Role of curvature in a carbon electronic structure under spatial confinement: Conversion of nonradicals to radicals

The structure-induced regulation mechanism of that regulates the participation of radicals and non-radicals involved in the activation of the peroxymonosulfate (PMS) reaction pathway is important for the metal-free catalytic degradation of water pollutants. Here, an N-doped carbon material with a hollow structure (SiM) was constructed by a template self-assembly method, which provides a unique spatially confined configuration that activates PMS to oxidize bisphenol A (BPA). The results of a systematic study showed that the curvature of the hollow structure controls the proportion of carbon sp(3)/sp(2) hybridization and the transition of persistent free radicals (PFR), thereby triggering the mechanism of non-radicals and radicals conversion.

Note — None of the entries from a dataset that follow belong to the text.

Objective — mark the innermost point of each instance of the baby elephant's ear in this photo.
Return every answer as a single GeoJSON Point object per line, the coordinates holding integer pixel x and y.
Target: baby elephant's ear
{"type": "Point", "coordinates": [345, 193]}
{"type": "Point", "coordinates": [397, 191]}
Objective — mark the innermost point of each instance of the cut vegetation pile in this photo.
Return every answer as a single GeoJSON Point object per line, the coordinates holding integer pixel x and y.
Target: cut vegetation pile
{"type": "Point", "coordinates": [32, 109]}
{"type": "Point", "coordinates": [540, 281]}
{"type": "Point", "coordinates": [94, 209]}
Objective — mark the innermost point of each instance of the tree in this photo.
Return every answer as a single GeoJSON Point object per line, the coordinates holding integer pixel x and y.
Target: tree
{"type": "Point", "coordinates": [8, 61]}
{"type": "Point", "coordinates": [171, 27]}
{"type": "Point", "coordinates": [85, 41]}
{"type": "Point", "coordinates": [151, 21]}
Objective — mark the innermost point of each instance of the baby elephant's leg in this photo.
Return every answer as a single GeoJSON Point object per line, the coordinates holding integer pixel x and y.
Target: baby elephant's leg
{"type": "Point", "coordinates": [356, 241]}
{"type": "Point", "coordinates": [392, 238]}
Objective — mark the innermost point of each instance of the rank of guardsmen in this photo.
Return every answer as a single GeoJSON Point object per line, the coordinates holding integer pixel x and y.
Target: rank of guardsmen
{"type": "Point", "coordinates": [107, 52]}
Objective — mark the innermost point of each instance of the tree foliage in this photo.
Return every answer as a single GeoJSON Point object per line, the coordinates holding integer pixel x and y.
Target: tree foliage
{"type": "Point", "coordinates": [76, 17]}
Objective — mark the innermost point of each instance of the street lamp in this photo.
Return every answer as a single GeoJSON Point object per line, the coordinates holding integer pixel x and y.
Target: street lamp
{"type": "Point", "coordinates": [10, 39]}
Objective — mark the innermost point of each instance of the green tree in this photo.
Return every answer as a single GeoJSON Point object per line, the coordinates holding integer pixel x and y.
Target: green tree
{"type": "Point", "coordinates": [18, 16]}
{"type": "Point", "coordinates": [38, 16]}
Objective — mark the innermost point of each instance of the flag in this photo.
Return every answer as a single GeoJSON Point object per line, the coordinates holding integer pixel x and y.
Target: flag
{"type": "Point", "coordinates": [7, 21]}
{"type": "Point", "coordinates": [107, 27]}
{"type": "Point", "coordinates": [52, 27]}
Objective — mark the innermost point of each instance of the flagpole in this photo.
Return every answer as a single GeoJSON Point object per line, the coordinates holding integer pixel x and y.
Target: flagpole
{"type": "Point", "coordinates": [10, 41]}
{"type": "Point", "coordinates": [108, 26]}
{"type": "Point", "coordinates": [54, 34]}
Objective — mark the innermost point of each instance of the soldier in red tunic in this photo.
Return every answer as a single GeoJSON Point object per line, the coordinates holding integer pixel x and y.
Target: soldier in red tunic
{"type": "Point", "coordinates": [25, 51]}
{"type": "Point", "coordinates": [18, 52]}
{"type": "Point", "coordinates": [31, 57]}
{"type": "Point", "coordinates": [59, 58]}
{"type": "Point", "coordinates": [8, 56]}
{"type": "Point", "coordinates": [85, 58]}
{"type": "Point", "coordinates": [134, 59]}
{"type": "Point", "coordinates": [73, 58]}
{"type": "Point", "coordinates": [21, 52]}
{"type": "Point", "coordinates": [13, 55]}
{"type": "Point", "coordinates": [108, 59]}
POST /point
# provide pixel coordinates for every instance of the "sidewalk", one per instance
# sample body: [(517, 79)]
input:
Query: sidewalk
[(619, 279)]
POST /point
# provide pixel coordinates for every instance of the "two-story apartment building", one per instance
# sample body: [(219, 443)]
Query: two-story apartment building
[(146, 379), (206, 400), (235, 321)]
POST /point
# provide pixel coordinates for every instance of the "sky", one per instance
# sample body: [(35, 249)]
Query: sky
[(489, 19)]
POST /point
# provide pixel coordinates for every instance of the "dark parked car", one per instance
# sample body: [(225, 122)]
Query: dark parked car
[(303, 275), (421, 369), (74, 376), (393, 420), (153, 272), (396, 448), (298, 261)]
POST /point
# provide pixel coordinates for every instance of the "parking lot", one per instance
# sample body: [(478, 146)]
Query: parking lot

The content of the N species was varied to obtain mathematical relationship between the N species content and the nonradical reaction rate. The results of this study provide new insights into the controlled pathways and types of reaction in carbon-catalyzed peroxymonosulfate activation. (C) 2021 Elsevier Ltd. All rights reserved.

Automated summary

The N-doped carbon material SiM with a hollow structure can activate PMS to oxidize BPA, controlling the hybridization proportion and transition of PFR by the curvature of the hollow structure. Varying the N species content allowed for the establishment of a mathematical relationship with the nonradical reaction rate. This study provides new insights into controlled pathways and reaction types in carbon-catalyzed PMS activation.